Infosys Faces Another Lawsuit In U.S. After Whistleblower Allegations
The company, in an exchange filing Friday, said that it was not aware of any additional complaints, other than those disclosed on Oct. 24. “It appears press communications by the Schall Law Firm is soliciting potential lead plaintiff applicants,” it said.
In October, Infosys had informed the stock exchanges of having received anonymous whistleblower complaints alleging certain unethical practices by the top management.
U.S. market regulator Securities and Exchange Commission has also initiated a probe into the matter, while Rosen Law Firm had said it was preparing a class action lawsuit to recover losses suffered by Infosys investors in the U.S.
"The Schall Law Firm, a national shareholder rights litigation firm, announces the filing of a class action lawsuit against Infosys Ltd for violations of sections 10(b) and 20(a) of the Securities Exchange Act of 1934 and Rule 10b-5 promulgated thereunder by the US Securities and Exchange Commission," a statement said.

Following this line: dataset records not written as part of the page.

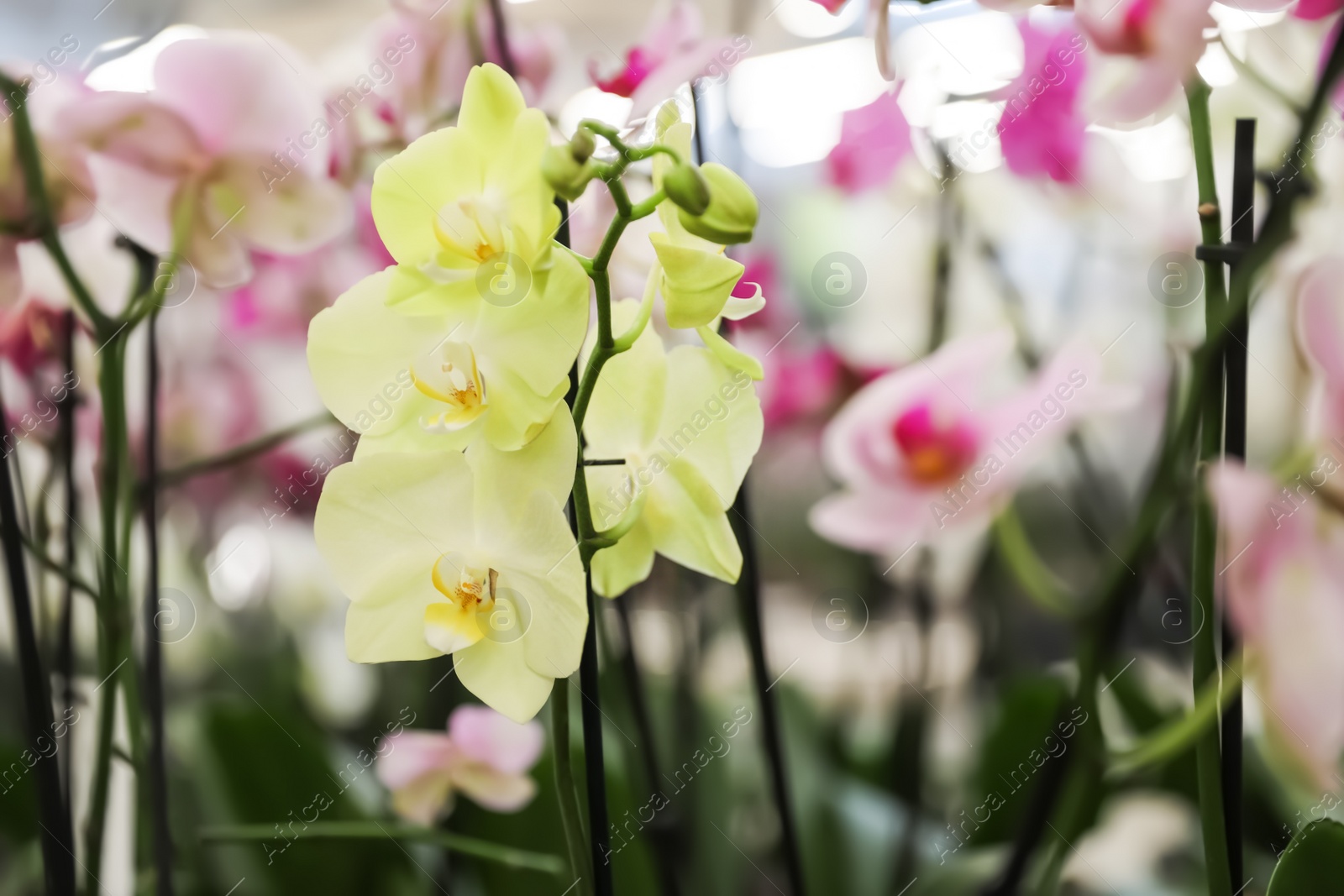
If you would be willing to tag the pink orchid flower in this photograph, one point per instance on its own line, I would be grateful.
(1315, 9)
(1320, 329)
(69, 184)
(1163, 38)
(484, 755)
(672, 51)
(874, 139)
(1042, 129)
(288, 291)
(931, 446)
(31, 335)
(1284, 562)
(228, 143)
(436, 46)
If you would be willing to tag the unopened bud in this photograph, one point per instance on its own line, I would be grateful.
(687, 188)
(732, 210)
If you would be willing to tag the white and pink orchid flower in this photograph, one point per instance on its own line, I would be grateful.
(1320, 329)
(226, 149)
(672, 51)
(874, 139)
(1283, 560)
(1160, 42)
(932, 446)
(436, 45)
(1042, 128)
(484, 755)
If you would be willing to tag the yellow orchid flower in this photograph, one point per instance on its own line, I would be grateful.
(440, 380)
(464, 206)
(465, 553)
(687, 427)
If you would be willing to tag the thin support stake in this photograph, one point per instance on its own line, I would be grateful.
(749, 604)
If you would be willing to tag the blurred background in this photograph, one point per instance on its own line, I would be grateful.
(911, 684)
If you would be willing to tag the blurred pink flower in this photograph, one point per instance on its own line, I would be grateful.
(484, 755)
(215, 136)
(800, 376)
(874, 139)
(1166, 38)
(1042, 129)
(672, 51)
(437, 45)
(1314, 9)
(931, 445)
(288, 291)
(31, 335)
(66, 174)
(1284, 564)
(1320, 328)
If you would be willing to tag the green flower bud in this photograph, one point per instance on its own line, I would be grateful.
(564, 174)
(687, 188)
(582, 145)
(732, 210)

It asked investors who had purchased the company's securities between July 7, 2018 and Oct. 20, 2019, inclusive (class period), to contact the firm before Dec. 23, 2019.
Earlier, Chairman Nandan Nilekani had said the Infosys whistleblower letter dated Sept. 20, as well as an undated complaint, had been received by one of the board members on Sept. 30.

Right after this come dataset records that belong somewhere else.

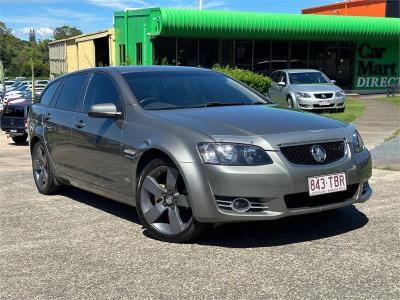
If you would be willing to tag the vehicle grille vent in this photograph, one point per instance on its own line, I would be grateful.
(301, 154)
(256, 204)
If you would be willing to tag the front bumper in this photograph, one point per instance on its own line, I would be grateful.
(269, 185)
(316, 103)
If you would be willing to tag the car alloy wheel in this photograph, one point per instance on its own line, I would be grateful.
(164, 204)
(290, 102)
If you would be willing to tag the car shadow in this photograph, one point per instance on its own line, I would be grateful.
(292, 230)
(115, 208)
(18, 145)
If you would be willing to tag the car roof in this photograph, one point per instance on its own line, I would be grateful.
(300, 70)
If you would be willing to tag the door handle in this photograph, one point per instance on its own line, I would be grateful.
(80, 124)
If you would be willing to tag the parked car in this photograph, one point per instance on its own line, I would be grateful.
(13, 120)
(191, 147)
(42, 82)
(306, 89)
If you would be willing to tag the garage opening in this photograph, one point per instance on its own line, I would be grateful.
(102, 52)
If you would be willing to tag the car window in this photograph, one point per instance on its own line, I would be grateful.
(171, 90)
(48, 94)
(101, 89)
(283, 78)
(277, 76)
(71, 92)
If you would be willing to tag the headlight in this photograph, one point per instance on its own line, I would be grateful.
(340, 94)
(357, 142)
(303, 95)
(233, 154)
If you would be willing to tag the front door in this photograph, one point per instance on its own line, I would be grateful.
(99, 139)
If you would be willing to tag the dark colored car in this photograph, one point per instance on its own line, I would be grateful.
(191, 147)
(13, 120)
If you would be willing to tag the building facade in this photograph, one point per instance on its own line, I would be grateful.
(84, 51)
(360, 53)
(370, 8)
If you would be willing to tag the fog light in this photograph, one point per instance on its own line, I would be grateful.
(240, 205)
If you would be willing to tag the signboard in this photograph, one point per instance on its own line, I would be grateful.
(377, 65)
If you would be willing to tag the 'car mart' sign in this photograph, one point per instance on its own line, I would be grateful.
(377, 65)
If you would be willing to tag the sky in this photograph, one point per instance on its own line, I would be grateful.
(94, 15)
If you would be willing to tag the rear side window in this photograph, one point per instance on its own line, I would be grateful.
(71, 92)
(101, 89)
(49, 93)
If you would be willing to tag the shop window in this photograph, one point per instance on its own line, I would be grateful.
(139, 54)
(122, 54)
(208, 52)
(165, 51)
(279, 55)
(227, 53)
(262, 59)
(243, 54)
(188, 52)
(316, 55)
(299, 53)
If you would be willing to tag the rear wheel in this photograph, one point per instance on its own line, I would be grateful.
(163, 206)
(42, 172)
(20, 139)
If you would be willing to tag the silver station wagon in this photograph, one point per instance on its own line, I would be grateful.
(306, 89)
(191, 148)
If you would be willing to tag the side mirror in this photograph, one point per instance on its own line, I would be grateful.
(104, 110)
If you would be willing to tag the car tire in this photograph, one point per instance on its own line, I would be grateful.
(163, 205)
(290, 102)
(43, 174)
(20, 139)
(341, 109)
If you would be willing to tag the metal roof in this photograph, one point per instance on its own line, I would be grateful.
(250, 25)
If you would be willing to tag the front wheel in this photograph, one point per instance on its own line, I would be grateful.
(42, 173)
(21, 139)
(163, 205)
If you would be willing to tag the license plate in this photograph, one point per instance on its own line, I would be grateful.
(326, 184)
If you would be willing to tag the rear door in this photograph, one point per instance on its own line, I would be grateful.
(99, 139)
(58, 121)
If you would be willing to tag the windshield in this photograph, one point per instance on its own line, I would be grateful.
(308, 78)
(173, 90)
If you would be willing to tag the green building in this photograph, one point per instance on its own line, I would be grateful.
(360, 53)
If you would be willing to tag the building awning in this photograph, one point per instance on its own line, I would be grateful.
(247, 25)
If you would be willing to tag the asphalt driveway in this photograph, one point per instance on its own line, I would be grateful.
(79, 245)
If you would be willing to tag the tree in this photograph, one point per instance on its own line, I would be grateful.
(32, 36)
(64, 32)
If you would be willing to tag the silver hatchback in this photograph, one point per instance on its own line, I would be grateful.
(306, 89)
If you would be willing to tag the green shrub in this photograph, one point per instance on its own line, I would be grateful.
(256, 81)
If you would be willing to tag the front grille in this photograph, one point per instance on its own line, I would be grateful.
(323, 106)
(323, 95)
(301, 154)
(256, 204)
(303, 200)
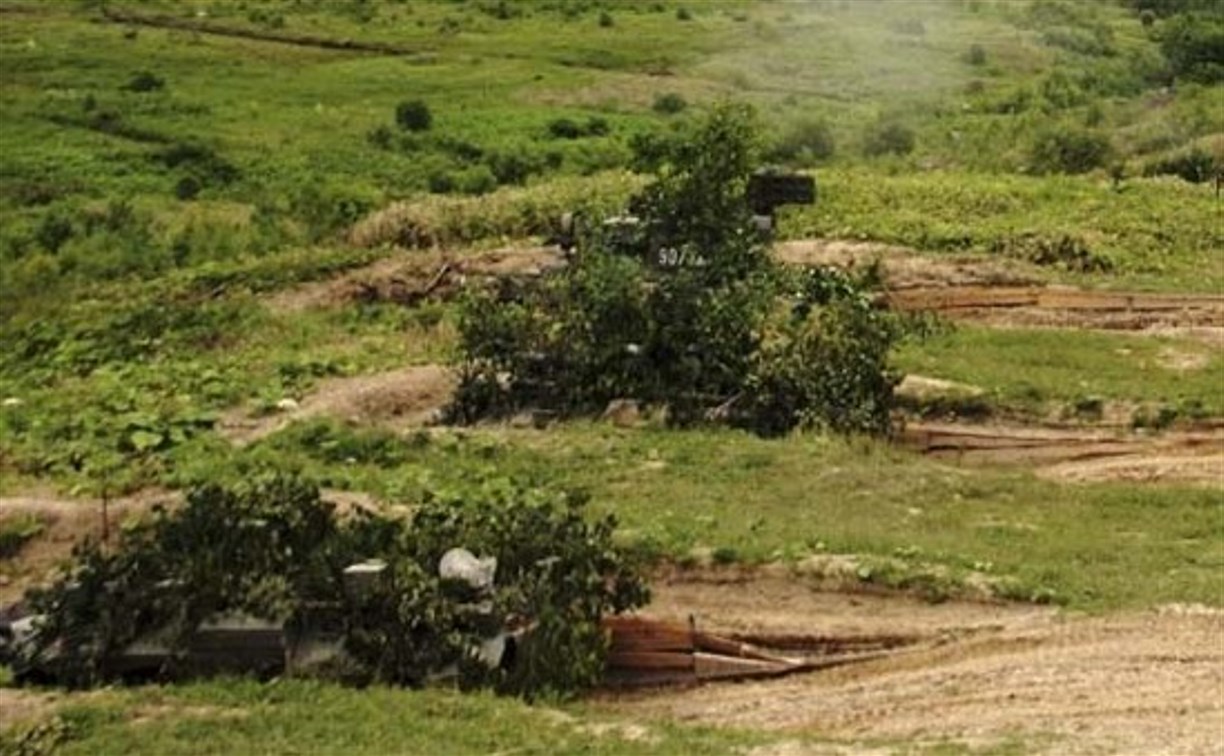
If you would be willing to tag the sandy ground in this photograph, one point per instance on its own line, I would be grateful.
(400, 399)
(977, 674)
(1078, 454)
(413, 275)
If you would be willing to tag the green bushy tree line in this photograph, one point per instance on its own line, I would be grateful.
(699, 319)
(274, 549)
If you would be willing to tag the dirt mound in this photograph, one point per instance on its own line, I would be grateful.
(65, 522)
(906, 268)
(985, 675)
(1080, 454)
(413, 277)
(403, 398)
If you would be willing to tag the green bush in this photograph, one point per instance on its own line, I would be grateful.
(1070, 149)
(274, 549)
(889, 138)
(1195, 165)
(414, 115)
(145, 81)
(804, 142)
(671, 311)
(564, 129)
(1194, 45)
(670, 103)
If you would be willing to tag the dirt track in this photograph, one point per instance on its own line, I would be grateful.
(399, 399)
(1081, 454)
(978, 674)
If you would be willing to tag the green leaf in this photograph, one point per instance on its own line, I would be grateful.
(146, 440)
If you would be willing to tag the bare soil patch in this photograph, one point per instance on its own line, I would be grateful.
(1060, 307)
(985, 674)
(399, 399)
(1011, 294)
(65, 522)
(905, 268)
(414, 277)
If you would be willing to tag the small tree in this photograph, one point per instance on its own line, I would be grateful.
(414, 115)
(726, 334)
(889, 137)
(1070, 149)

The Sept. 20 letter, signed by ''Ethical Employees'', alleged that Chief Executive Officer Salil Parikh as well as Chief Financial Officer Nilanjan Roy engaged in forced revenue recognition from large contracts not adhering to accounting standards.
The complaints were placed before the company’s audit committee on Oct. 10, and to the company's non-executive board members on Oct. 11, also the day when Infosys announced its second quarter results.

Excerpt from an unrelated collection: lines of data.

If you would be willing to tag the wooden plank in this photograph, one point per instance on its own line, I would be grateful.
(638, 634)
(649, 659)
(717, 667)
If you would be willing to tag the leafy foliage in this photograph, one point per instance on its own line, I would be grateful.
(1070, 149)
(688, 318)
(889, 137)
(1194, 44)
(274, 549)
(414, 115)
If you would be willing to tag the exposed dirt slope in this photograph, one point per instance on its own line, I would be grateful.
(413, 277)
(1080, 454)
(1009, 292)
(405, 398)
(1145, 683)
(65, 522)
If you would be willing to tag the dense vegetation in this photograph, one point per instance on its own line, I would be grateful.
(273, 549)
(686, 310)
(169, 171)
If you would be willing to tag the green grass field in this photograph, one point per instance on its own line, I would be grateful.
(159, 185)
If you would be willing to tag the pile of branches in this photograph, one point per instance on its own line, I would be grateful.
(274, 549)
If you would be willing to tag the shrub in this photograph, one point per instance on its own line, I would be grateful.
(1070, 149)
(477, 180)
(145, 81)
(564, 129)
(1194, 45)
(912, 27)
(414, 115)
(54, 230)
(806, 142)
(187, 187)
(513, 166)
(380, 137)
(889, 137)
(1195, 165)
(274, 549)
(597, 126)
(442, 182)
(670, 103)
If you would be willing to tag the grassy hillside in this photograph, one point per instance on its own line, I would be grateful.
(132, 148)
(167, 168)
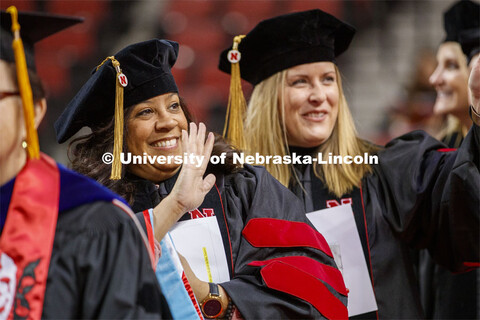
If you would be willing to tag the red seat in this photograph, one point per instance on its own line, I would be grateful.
(332, 7)
(195, 8)
(89, 9)
(25, 5)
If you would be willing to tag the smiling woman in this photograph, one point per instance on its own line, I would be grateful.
(258, 227)
(155, 127)
(415, 197)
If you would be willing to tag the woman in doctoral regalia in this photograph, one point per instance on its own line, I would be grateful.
(264, 235)
(417, 196)
(67, 244)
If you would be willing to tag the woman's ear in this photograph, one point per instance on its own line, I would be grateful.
(40, 110)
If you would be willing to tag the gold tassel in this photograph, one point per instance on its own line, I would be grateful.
(237, 107)
(33, 149)
(120, 82)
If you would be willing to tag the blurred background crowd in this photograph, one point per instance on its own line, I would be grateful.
(385, 71)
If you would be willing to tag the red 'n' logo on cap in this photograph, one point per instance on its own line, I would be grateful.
(234, 56)
(123, 80)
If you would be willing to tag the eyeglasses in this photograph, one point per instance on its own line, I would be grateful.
(4, 95)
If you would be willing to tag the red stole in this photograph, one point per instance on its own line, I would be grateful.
(27, 239)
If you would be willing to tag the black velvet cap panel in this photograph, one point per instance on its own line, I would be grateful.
(34, 27)
(147, 66)
(470, 41)
(463, 15)
(286, 41)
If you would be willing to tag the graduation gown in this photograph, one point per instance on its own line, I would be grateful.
(97, 247)
(279, 266)
(446, 295)
(416, 197)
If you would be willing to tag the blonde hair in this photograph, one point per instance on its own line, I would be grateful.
(265, 133)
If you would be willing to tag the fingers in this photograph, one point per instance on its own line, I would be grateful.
(474, 83)
(207, 151)
(185, 141)
(201, 138)
(192, 138)
(208, 182)
(195, 143)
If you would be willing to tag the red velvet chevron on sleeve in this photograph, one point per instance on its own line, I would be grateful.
(146, 217)
(268, 232)
(304, 286)
(327, 274)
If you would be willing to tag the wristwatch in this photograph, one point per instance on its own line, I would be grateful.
(212, 305)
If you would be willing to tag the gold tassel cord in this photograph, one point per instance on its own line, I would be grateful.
(237, 106)
(33, 149)
(120, 83)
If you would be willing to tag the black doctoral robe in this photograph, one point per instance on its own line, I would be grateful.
(416, 197)
(446, 295)
(274, 273)
(100, 267)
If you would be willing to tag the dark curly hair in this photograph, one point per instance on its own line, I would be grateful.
(85, 154)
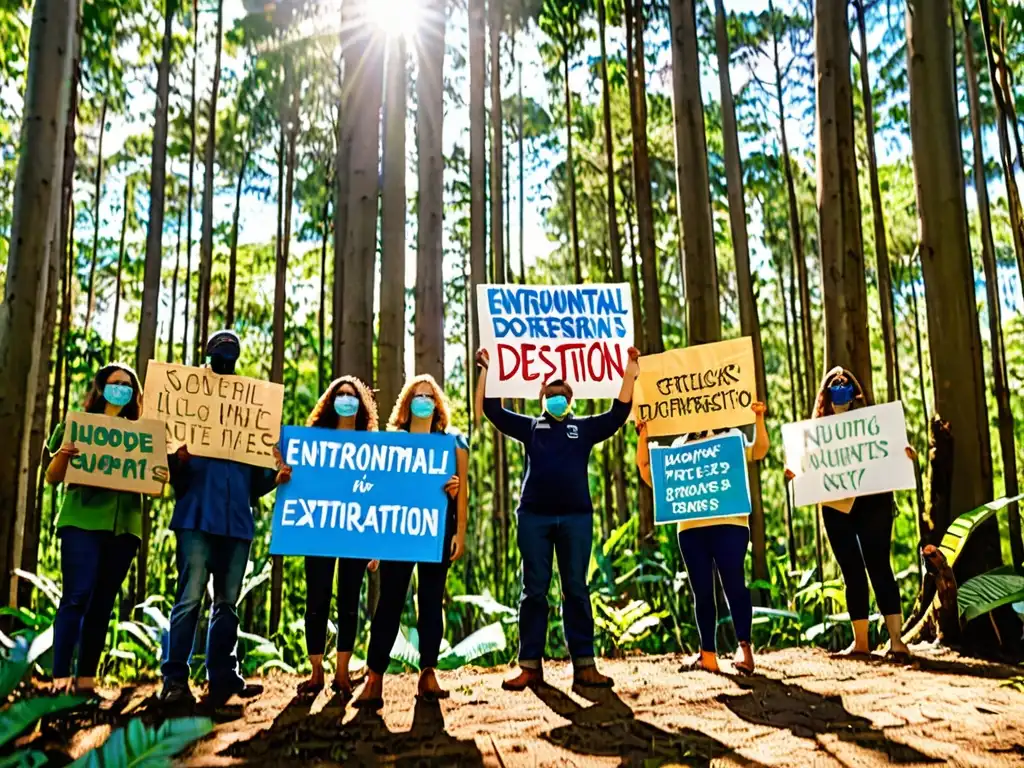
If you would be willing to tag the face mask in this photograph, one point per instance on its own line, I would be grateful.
(118, 394)
(422, 407)
(557, 406)
(346, 406)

The Bengaluru-based company has said it will share the outcome of the investigation with all stakeholders at a relevant time. The Securities and Exchange Board of India, the country’s market regulator, had sought additional information from the company, while the National Financial Reporting Authority, or NFRA—part of the corporate affairs ministry—is also looking into alleged accounting lapses at the firm.